The system expanded with the requests of Truitt & White's customers. They asked to see their invoices, which Pearsall was happy to let them do.

"That really made sense to me," he says. "The sooner they could see their invoices, the sooner we got paid. It immediately improved our cash flow."

Recently, Pearsall turned the system over to BuilderLink, a Springfield, Ore.-based company that has expanded it and is rolling it out nationally. President Steve Killgore describes BuilderLink as a web-based platform targeting smaller builders and remodelers who aren't big enough customers to have an account rep assigned to them. It has an estimating module that links directly to a lumberyard. Pros can research prices, look up product specifications and technical literature, check inventories to see what's in stock, talk to other construction professionals in forums and even watch installation videos. They're doing much of that with smart phones and tablets. (See "They're Getting Smarter.")

Fingerle Lumber in Ann Arbor, Mich., offers online ordering and delivery through its website for credit card customers. "The fact is, we know we have a lot of traffic on our site, and [customers] do use it for research," says president and co-owner John Fingerle. But Fingerle keeps that success story in perspective. When the customer wants something delivered to a remote site, he says, most people pick up the phone.
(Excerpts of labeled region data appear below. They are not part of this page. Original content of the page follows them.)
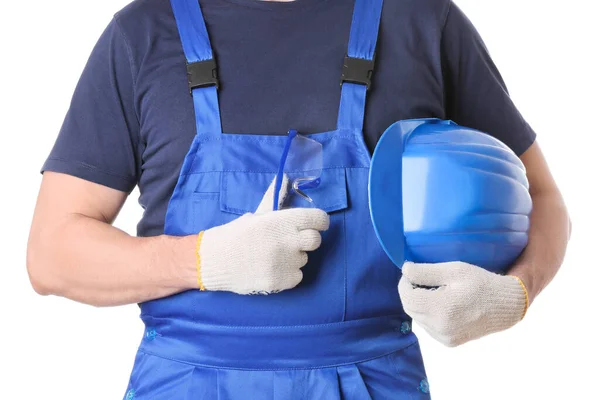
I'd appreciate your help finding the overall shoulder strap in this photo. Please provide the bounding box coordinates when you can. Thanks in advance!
[171,0,222,135]
[338,0,383,132]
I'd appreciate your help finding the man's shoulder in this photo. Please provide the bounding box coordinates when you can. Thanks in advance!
[115,0,172,27]
[383,0,452,26]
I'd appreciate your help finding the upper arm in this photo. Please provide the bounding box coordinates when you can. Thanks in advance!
[32,172,127,231]
[521,142,558,194]
[32,15,140,239]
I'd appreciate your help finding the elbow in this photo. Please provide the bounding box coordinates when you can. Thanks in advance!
[26,239,58,296]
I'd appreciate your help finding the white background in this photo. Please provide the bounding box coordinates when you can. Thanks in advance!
[0,0,600,400]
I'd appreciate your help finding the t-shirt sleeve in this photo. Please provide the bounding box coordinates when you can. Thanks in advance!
[441,1,536,156]
[42,19,139,193]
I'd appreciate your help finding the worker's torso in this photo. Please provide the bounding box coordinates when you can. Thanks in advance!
[117,0,448,236]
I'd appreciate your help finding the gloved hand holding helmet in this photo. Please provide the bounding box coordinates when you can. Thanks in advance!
[369,119,532,346]
[198,175,329,294]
"Lumber and building materials are fundamentally different, and one material can be used in many different ways," Fingerle says. "They still need advice." Of course, that sort of service puts more pressure on a lumberyard's customer service reps, at a time when staff has been curtailed by the economics of the recession, and everyone is wearing at least two hats.

The result of those time and money pressures could be that dealers will end up treading water while the Internet wave pushes others forward. The IT director at one Western yard had big plans for e-commerce when he first came to the job, but the yard's owners proved reluctant to do more than stick their toes in the Internet pool. Seven years down the road, he says, things haven't really changed.

"They don't even have e-commerce," he says wistfully.